Like Larson and Ruse, Haught has little patience for the new atheists; and he, too, writes as one who has been immersed in these debates for many years and knows how to communicate to his audience (rarefied though that audience may be). Haught’s constructive account contains elements inspired by Pierre Teilhard de Chardin, S.J., and Alfred North Whitehead, and it also bears some family resemblance to the cosmic integrationist thought of Thomas Berry and Brian Swimme.
A Whiteheadian interpretation of an anticipatory universe is also part of the theological proposal in Thomas Hosinski’s The Image of the Unseen God: Catholicity, Science, and Our Evolving Understanding of God, which is the most explicitly Christian of the books reviewed here. Hosinski writes: “It may seem strange to begin a book on how our understanding of God has developed because of contemporary science with a discussion of God in the teachings and life of Jesus.” But, he argues, this is vital because science is not the benchmark for the Christian notion of God; Jesus Christ is. Nonetheless, “if we are to speak of our faith to our contemporary world, we need to think in terms compatible with what we know of the world through empirical science.”
Any account of divine action, Thomas Hosinski writes, “ought to be able to offer some persuasive reason for why science fails to find any acts of God in its examination of the universe and its processes.”
Any account of divine action, Hosinski writes, “ought to be able to offer some persuasive reason for why science fails to find any acts of God in its examination of the universe and its processes.” For Hosinski, “there are no acts of God that are not also acts of agents of the universe.... God’s action is therefore completely hidden within the ordinary structures and processes of the universe.” Of course, he is not the first to postulate such claims, but the admirable clarity and organization of his writing make this a very readable and useful tome.
Indeed, if paired together, Haught and Hosinski would make for interesting comparison and discussion. Both are informed by recent scientific developments and are drawn to consider how reconceptualizations of God may be necessary. But where Haught is willing to opine on religion as a general category, Hosinski keeps his analysis centrally within Catholic theology. And while it is surely a strength of Catholicism that scientific epistemologies are incorporated into Catholic teachings, it is not entirely clear that the proposals that these authors put forward would be recognizable in historical creedal formulations. (An integrationist attempt extensively argued in a more Thomistic than Whiteheadian formulation is Elizabeth Johnson’s Ask the Beasts, which is structured along the affirmations of the Nicene Creed.)
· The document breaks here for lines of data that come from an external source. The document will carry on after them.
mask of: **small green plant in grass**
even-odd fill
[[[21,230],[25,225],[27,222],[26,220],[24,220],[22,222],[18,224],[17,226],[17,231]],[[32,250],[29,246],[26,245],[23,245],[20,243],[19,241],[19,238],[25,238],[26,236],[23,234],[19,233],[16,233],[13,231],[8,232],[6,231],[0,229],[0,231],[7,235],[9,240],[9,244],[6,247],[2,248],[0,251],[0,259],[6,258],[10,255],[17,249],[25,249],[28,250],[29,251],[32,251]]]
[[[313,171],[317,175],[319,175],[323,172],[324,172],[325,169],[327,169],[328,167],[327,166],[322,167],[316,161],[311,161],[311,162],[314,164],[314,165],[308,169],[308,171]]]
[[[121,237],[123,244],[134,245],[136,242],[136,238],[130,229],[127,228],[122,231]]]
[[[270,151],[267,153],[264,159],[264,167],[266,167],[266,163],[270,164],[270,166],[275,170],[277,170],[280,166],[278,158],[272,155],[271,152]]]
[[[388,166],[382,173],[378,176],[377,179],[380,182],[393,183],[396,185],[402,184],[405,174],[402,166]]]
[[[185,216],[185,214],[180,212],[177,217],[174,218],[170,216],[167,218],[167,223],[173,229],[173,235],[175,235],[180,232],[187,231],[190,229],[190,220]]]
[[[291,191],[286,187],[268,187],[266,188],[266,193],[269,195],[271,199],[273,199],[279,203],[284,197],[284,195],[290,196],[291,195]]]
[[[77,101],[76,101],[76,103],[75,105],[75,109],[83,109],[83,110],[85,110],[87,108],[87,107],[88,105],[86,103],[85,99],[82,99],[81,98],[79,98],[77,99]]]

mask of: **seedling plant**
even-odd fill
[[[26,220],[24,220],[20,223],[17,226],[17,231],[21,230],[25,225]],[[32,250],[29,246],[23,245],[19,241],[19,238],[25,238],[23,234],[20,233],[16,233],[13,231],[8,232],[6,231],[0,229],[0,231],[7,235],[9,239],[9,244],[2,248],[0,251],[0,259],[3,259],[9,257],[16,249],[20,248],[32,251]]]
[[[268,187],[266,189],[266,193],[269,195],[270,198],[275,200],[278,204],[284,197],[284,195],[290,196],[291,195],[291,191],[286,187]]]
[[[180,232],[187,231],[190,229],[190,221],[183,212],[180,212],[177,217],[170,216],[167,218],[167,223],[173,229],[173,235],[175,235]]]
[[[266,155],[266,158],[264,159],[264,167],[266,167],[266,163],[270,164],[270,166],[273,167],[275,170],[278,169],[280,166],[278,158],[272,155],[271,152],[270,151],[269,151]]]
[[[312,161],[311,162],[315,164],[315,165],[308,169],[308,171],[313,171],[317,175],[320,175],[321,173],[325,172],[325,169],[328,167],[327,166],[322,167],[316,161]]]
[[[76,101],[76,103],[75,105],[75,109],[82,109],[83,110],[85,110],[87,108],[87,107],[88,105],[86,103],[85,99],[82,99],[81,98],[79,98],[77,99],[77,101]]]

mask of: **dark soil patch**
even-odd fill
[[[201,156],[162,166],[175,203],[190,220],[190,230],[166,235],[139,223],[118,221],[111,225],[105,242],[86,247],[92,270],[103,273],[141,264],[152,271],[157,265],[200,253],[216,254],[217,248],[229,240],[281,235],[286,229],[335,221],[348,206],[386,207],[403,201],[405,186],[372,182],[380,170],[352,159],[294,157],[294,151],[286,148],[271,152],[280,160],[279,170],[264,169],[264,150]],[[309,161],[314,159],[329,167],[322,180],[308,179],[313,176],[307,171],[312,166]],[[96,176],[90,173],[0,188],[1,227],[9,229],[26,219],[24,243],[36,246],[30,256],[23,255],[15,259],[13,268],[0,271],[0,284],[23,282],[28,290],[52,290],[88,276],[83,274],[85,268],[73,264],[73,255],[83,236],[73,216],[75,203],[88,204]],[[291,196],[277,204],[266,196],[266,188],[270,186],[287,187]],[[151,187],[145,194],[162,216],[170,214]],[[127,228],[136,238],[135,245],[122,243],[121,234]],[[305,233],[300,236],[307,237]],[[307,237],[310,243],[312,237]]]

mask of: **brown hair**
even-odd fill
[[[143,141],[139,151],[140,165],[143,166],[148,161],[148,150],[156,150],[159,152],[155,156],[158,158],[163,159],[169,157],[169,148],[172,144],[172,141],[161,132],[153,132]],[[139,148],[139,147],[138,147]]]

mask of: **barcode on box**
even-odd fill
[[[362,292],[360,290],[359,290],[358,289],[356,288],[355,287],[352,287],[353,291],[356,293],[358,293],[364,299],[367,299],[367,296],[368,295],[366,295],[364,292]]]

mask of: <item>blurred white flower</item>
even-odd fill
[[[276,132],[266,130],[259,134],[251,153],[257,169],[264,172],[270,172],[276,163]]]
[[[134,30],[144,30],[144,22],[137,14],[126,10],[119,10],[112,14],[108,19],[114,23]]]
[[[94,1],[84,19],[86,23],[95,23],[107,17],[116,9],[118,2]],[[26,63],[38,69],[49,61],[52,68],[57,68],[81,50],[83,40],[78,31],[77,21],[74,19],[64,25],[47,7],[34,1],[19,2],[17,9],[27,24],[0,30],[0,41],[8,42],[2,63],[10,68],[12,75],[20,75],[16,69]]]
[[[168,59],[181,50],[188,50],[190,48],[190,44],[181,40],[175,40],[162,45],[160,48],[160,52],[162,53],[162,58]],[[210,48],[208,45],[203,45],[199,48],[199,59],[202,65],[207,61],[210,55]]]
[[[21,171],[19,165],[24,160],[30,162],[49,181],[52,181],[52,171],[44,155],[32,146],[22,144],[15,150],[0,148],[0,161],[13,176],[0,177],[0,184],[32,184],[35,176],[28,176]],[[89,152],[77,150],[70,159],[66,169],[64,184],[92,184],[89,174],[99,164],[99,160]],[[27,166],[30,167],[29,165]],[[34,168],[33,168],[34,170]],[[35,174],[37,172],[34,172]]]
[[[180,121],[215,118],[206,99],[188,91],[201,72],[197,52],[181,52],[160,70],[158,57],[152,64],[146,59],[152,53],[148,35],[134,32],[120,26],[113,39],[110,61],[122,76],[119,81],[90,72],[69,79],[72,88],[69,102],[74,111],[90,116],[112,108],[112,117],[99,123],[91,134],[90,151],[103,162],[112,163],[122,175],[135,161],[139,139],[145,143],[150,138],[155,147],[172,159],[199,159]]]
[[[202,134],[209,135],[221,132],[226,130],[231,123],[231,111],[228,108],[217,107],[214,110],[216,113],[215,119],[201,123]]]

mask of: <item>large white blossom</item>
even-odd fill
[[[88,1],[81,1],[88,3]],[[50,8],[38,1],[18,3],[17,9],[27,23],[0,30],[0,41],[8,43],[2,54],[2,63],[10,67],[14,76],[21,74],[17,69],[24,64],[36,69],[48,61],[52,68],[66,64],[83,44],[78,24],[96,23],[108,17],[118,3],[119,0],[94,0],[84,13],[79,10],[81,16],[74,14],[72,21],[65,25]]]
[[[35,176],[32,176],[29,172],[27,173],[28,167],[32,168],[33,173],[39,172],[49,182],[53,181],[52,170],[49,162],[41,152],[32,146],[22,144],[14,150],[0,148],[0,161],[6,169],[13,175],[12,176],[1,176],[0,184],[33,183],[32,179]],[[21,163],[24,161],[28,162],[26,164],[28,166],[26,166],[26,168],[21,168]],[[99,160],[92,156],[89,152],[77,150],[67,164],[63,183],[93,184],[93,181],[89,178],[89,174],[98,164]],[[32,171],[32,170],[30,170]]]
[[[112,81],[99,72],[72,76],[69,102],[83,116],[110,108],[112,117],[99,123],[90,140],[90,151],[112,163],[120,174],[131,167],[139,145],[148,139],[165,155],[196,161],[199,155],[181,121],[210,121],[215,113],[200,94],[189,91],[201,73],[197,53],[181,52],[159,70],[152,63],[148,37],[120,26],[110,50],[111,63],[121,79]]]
In my view, many persistent inner tensions among Western Christianities have to do with what kind of God can be seen to perdure or even be salvageable from the epistemologies that the Enlightenment and scientific revolutions have wrought. It is not merely that the scientific method relies on more-or-less objective and repeatable, external experiments and data-gathering, while religious faith speaks to the inner, subjective experience, which is by default impossible to universalize. It is a concern about the viabilities of cleaving to particularized notions of ultimacy. What certainties can science or theology be reasonably said to provide? What does that mean for the assumptions and narratives that we hold dear?
Many persistent inner tensions among Western Christianities have to do with what kind of God can be seen to perdure or even be salvageable from the epistemologies that the Enlightenment and scientific revolutions have wrought.
Perhaps the enduring question is not, then, about whether science and religion are ultimately compatible but about how the authoritative figures and scholars, the scientists and the faithful, strive to articulate what it means to be human and to understand the world around us. To my mind, the question of purpose—especially teleology, or final causes—looms as the largest philosophical variable, as our scientific epistemologies ever-better narrate natural processes that decisively shape patterns of life and perception but that may or may not imply final ends.
It is admirable and refreshing that these books ably demonstrate complementary approaches to religion and science with a minimum of vitriol and a standard of appreciable rigor. That such discourses could also surely benefit from sustained attention to non-Christian and nondominant epistemologies remains a perpetual truism.